Defunct newspaper in Maryland, US

The Port Tobacco Times was a newspaper published from 1844 to January 14, 1898 in Port Tobacco, Charles County, Maryland. It was founded as a Democratic newspaper by Elijah Wells Jr. and G. W. Hodges. In 1845, the name of the paper was changed to the Port Tobacco Times and Charles County Advertiser but retained its original founders as editors and publishers. When Union troops were stationed in Port Tobacco at the start of the American Civil War in 1861, Wells had to reassure alarmed pro-Confederate readers that the Times had not been seized by Union soldiers - rather, he had only allowed the soldiers to borrow his printing equipment to publish a newspaper for the troops stationed nearby. The Times published an editorial, entitled "Our Situation," in response:“The State of Maryland has cast her vote for the Union and Government by the largest majority ever known to this State… Charles County then stands before the Government and the world this day a loyal county. Charles County has ever been loyal; we challenge a disloyal act to be laid at her door - and yet what is her condition? As a loyal county and State, obedient to the recognized law, faithful to the Constitution, the citizens of this State have a right, and undisputed right to protection in their person and property. Twenty thousand Federal troops are stationed upon the soil of Charles County, their camps extending from Mattawoman Creek to Liverpool Point. These troops are here ‘For our protection,’ we are told; ‘to protect us form the Rebels,’ and yet, in fact, we are exposed to more danger, to more losses and damage or at least as much as if these very Rebels were here. Our farmers are deprived of their provender to such extent that their cattle must die. Our citizens are deprived of homes almost; and fencers, farms, and field falls prey to the ruthless hands of those very friends who come here to protect us.

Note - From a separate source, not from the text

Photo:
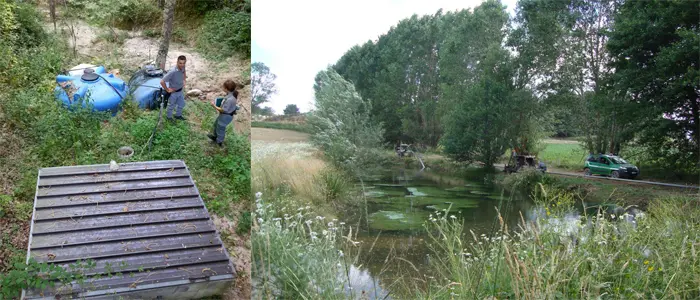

“Our negroes, - ah, this is the point, - our negroes - are taken from us time and again, with no remuneration and the threats of violence if we seek to recover them.””After Wells died in 1877, his son Samuel O. Wells ran the paper for a short time before handing it off to his cousin, Charles F. Daley, in 1880. Daley and his partner, F. Marcellus Cox, ran the paper together until 1889, when Daley left Port Tobacco to pursue other opportunities. A competitor newspaper, the Maryland Independent, was begun in Port Tobacco in 1874, and its editor, Adrian Posey, narrowly averted a duel with Cox over comments published during the 1884 presidential election.

The Pope's Creek Branch of the Pennsylvania Railroad arrived in Charles County in 1873, leading to the rise of new commercial centers near Port Tobacco, such as La Plata. An 1890 proposal to move the county seat from Port Tobacco to La Plata became a subject of local controversy, particularly when Times editor F. Marcellus Cox led a petition against moving the courthouse. Many citizens agreed, until the courthouse burned down on August 3, 1892 in what was suspected to be arson; the deeds to the land were discovered a few yards from the fire, undamaged. In the wake of the destruction, a special election decided on moving the county seat to La Plata.

This move ended up spelling disaster for the Port Tobacco Times, which ended up merging with La Plata's Crescent in 1898 to form the Times Crescent, which is still running to this day under the name The Charles County Times-Crescent.

The appearance of the Port Tobacco Times was quite different from that of modern newspapers; it was filled with "essays, prayers, and verse" and often quoted British newspapers so that early colonists could keep up with news "from home." Local news was relegated to a short column buried in the middle of the paper. The Times often printed humorous short notices, such as the following notice from January 1, 1851:
"GO IT BOOTS - A Mrs. Boots of Penna., has left her husband, Mr. Boots and strayed to parts unknown. We presume that the pair of boots are right and left. We cannot say, however, that Mrs. Boots is right, but there is no mistake that Mr. Boots is left."